What is the biggest lottery jackpot ever won in the US?
The Mega Millions jackpot has risen to $810 million this week, making it the fourth-largest lottery winnings total in US history.
The Mega Millions lottery draw on Tuesday evening is set to be one of the biggest in American history after the jackpot rose to a whopping $810 million. Last Friday’s draw did not result in a winner, meaning that the total rolled over to this week.
The $810 million jackpot would be the fourth-largest lottery prize ever won in the United States if a winner is found in the upcoming draw. We take a look at the biggest jackpots in US history…
Three jackpots of more than $1 billion have been won
While the ‘jackpot’ figure often appears as a single lump sum payment, the reality is that most lotteries offer an annuitized jackpot in which the money is paid in a series of instalments. Both Mega Millions and Powerball jackpots are paid out in 30 annual instalments.

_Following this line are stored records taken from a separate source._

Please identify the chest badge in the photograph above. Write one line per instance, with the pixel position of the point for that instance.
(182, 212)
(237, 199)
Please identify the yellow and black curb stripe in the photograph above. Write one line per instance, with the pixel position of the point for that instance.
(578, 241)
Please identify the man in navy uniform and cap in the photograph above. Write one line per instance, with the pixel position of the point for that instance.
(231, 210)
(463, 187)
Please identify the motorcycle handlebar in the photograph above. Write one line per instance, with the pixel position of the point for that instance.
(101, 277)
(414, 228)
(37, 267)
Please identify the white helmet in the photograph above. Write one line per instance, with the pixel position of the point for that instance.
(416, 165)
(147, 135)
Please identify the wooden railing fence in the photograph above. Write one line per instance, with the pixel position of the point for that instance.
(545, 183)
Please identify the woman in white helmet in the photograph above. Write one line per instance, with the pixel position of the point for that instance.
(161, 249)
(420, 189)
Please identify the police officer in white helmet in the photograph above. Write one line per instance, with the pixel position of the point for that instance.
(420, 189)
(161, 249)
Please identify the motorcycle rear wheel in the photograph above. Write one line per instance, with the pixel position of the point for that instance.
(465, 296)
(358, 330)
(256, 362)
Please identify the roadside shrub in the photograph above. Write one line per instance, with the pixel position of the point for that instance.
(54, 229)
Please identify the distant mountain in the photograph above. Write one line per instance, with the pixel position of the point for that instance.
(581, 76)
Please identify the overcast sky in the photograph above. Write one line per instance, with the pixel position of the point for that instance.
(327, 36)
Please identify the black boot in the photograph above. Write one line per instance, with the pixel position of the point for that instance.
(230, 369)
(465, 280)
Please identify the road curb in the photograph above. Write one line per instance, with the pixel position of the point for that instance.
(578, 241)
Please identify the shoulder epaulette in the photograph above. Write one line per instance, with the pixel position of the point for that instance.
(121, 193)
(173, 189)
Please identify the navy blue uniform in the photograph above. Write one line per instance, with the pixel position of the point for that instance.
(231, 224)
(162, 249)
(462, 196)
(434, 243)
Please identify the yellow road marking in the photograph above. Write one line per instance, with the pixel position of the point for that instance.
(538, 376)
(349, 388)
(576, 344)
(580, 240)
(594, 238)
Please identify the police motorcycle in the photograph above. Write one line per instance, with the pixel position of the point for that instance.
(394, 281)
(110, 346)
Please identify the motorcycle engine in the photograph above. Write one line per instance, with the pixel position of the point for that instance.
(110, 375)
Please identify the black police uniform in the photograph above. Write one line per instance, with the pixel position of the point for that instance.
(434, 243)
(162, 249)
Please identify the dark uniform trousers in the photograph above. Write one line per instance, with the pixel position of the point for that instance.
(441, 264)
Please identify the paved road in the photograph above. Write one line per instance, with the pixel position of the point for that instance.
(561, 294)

The following is a list of the highest jackpots to have been won in US history, assuming that the winner chose to accept the higher annuitized amount rather than the lower cash alternative.
|1.||$1.586bn||Powerball||13 January, 2016|
|2.||$1.537bn||Mega Millions||23 October, 2018|
|3.||$1.05bn||Mega Millions||22 January, 2021|
|4.||$768.4m||Powerball||27 March, 2019|
|5.||$758.7m||Powerball||23 August, 2017|
How much of a lottery jackpot goes on taxes?
Winning either the Mega Millions or Powerball jackpot is a truly life-changing amount of money, but a fairly substantial proportion of the winnings will go on taxes.
The cash equivalent of this week’s $810 million annuitized jackpot is a $470.1 million lump sum payment. This would immediately be subject to a 24% federal tax withholding, which would bring down the total by around $112.8 million.
The top rate of federal marginal tax is currently 37%, meaning that the recipient will likely face further taxes come filing time. If you were to pay this tax on the full amount then you would lose a further $61.1 million. This would leave the recipient with $296.2 million, little over a third of the $810 million jackpot advertised.
Lotto winners can reduce their tax bill by making charitable contributions. The American Institute of CPAs states that individuals can contribute up to 60% of their adjusted gross income to a public charity and receive a tax deduction for the same amount.